All the performers carried scripts, which they read from throughout the play. The actors emulated steam train noises by breathing into microphones, while pianist David Osmond was on hand to deliver other sound effects (the sounds of clinking glasses and scratching cutlery during restaurant scenes, for example). I thought the makeshift vibe was charming at first; after over two hours with no interval, it was slightly grating.
Regardless of the stripped back stage, the message was there.
Almost 100 years after the statutory change Bebb fought so tirelessly for, access to the profession is still a hot topic. It was fitting, therefore, that Sunday night’s event was a fundraiser for The Kalisher Trust, a legal charity “which supports those who aspire to become criminal barristers.” For that reason, it was easy to forgive the play’s thrown together, unrefined feel. I have to applaud the actors and actresses who performed for free, and in that I include Hale and Leveson. Neither looked out of place alongside the professionals, and they were both such good sports.

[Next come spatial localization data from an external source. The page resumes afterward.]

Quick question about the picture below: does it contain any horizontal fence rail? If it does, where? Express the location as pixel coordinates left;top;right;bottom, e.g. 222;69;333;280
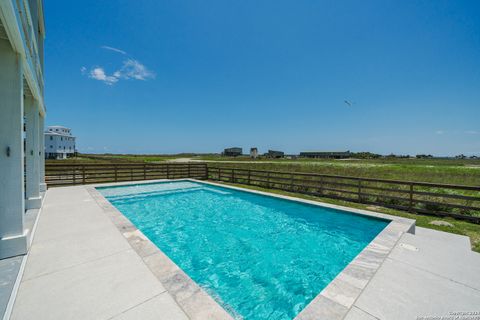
207;167;480;224
45;163;480;223
45;163;208;186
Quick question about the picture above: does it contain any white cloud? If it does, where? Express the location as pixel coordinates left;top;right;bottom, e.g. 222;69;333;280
465;130;479;135
116;59;155;81
435;130;444;135
82;59;155;85
101;45;127;55
89;67;119;85
82;46;154;85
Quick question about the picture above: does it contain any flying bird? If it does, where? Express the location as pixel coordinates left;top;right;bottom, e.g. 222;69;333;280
344;100;354;107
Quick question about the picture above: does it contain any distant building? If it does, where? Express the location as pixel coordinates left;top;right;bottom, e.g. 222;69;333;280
250;147;258;159
45;126;76;159
266;150;284;158
299;151;351;159
223;147;242;157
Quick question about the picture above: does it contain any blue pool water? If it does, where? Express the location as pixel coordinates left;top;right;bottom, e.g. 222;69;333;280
98;181;388;320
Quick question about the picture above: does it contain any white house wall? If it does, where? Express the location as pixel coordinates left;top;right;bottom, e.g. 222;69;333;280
0;0;45;259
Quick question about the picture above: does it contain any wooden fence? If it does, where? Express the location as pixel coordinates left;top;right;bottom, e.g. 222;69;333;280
45;163;208;186
45;163;480;223
207;167;480;223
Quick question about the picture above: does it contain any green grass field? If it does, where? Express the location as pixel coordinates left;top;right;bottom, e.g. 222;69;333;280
203;159;480;186
60;154;480;186
57;154;190;163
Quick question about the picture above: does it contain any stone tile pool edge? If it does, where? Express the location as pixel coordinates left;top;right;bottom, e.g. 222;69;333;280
87;179;416;320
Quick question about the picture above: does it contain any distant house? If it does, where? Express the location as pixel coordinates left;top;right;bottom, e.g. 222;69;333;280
45;126;76;159
266;150;284;158
299;151;351;159
223;147;242;157
250;147;258;159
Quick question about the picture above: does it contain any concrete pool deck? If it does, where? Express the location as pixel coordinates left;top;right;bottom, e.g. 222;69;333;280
6;181;480;319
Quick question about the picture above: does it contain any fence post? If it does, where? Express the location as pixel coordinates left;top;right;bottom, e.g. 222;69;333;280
358;179;362;201
267;172;271;188
72;166;76;185
409;183;414;212
130;167;133;181
231;169;235;183
290;173;294;191
82;165;86;184
187;164;191;178
248;170;251;185
205;164;209;180
114;165;118;182
144;164;147;180
167;164;170;179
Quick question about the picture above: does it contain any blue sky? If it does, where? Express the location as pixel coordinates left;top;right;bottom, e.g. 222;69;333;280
44;0;480;156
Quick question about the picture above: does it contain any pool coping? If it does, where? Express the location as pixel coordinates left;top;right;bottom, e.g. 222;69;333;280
86;178;416;320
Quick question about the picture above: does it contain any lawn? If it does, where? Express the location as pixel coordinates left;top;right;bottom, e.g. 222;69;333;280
47;154;184;163
51;154;480;185
201;158;480;186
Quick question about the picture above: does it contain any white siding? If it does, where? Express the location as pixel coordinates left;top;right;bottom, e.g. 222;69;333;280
45;126;76;159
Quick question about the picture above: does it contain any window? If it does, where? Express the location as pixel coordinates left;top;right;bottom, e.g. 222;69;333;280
50;136;53;140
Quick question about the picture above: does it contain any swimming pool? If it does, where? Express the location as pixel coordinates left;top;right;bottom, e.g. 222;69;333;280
98;180;389;320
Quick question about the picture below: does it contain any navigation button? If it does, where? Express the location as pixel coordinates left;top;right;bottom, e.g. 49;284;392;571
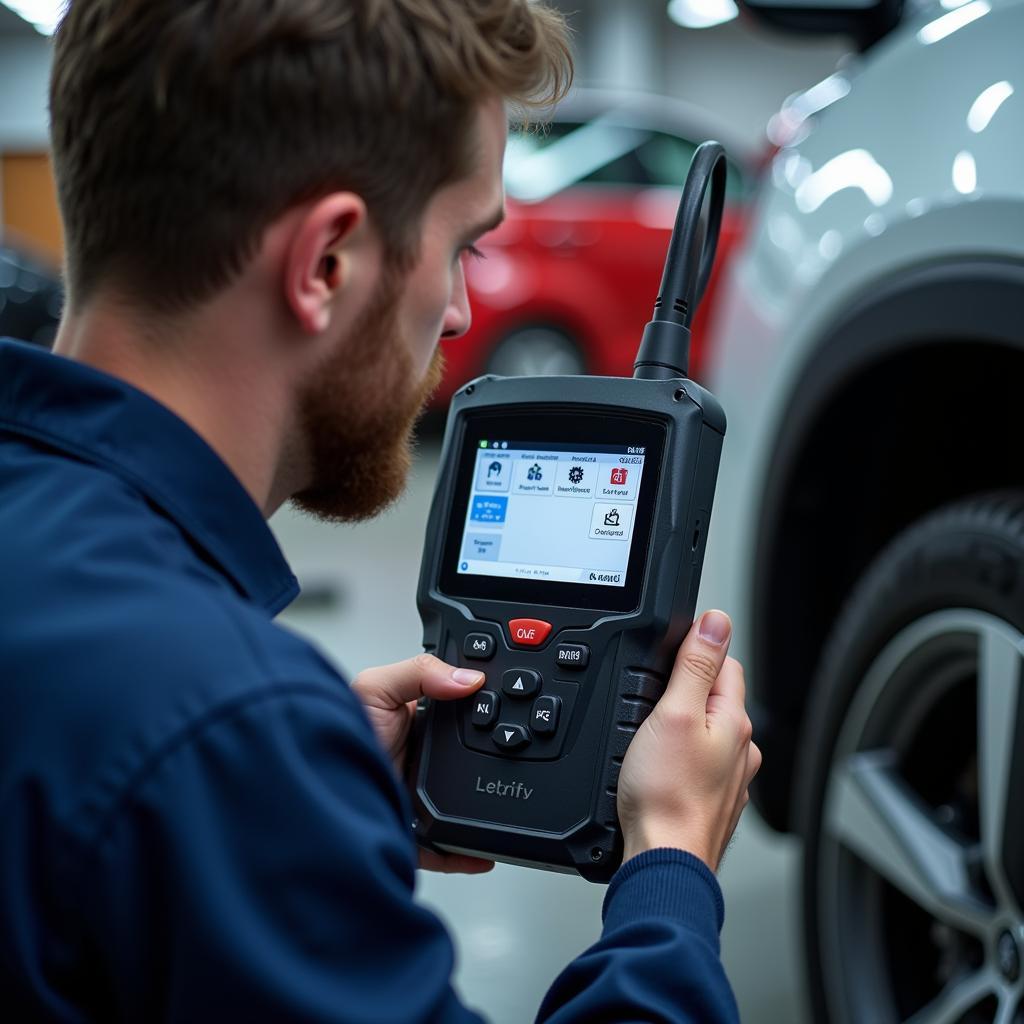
555;643;590;670
492;723;530;751
508;618;552;647
463;632;496;661
470;691;499;728
502;669;541;699
531;696;560;735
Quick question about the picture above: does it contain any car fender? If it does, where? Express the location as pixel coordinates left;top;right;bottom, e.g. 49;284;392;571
699;0;1024;827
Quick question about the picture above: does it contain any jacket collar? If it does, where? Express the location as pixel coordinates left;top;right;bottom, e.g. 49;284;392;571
0;339;299;614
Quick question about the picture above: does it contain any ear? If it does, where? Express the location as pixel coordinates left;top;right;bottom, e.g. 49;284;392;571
283;193;369;335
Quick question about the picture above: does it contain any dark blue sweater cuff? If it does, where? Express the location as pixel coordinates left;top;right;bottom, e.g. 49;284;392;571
602;849;725;947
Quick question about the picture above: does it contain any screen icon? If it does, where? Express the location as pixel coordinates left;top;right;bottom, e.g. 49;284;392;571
610;467;628;486
477;453;511;491
590;502;632;539
471;496;508;523
527;463;543;481
568;465;584;484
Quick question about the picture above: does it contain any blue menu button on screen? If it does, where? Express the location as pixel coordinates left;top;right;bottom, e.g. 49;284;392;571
470;495;508;524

And, as is often the case when you shove a load of lawyers in a room together, giggles at the legal profession were aplenty. Perhaps the biggest laugh came when Bebb confessed she fancied becoming a barrister, not a solicitor, despite the legal challenge at this stage focusing exclusively on the Law Society. Her lawyer’s response? “If you think the Law Society is a tough nut to crack, the Bar Council is impregnable!”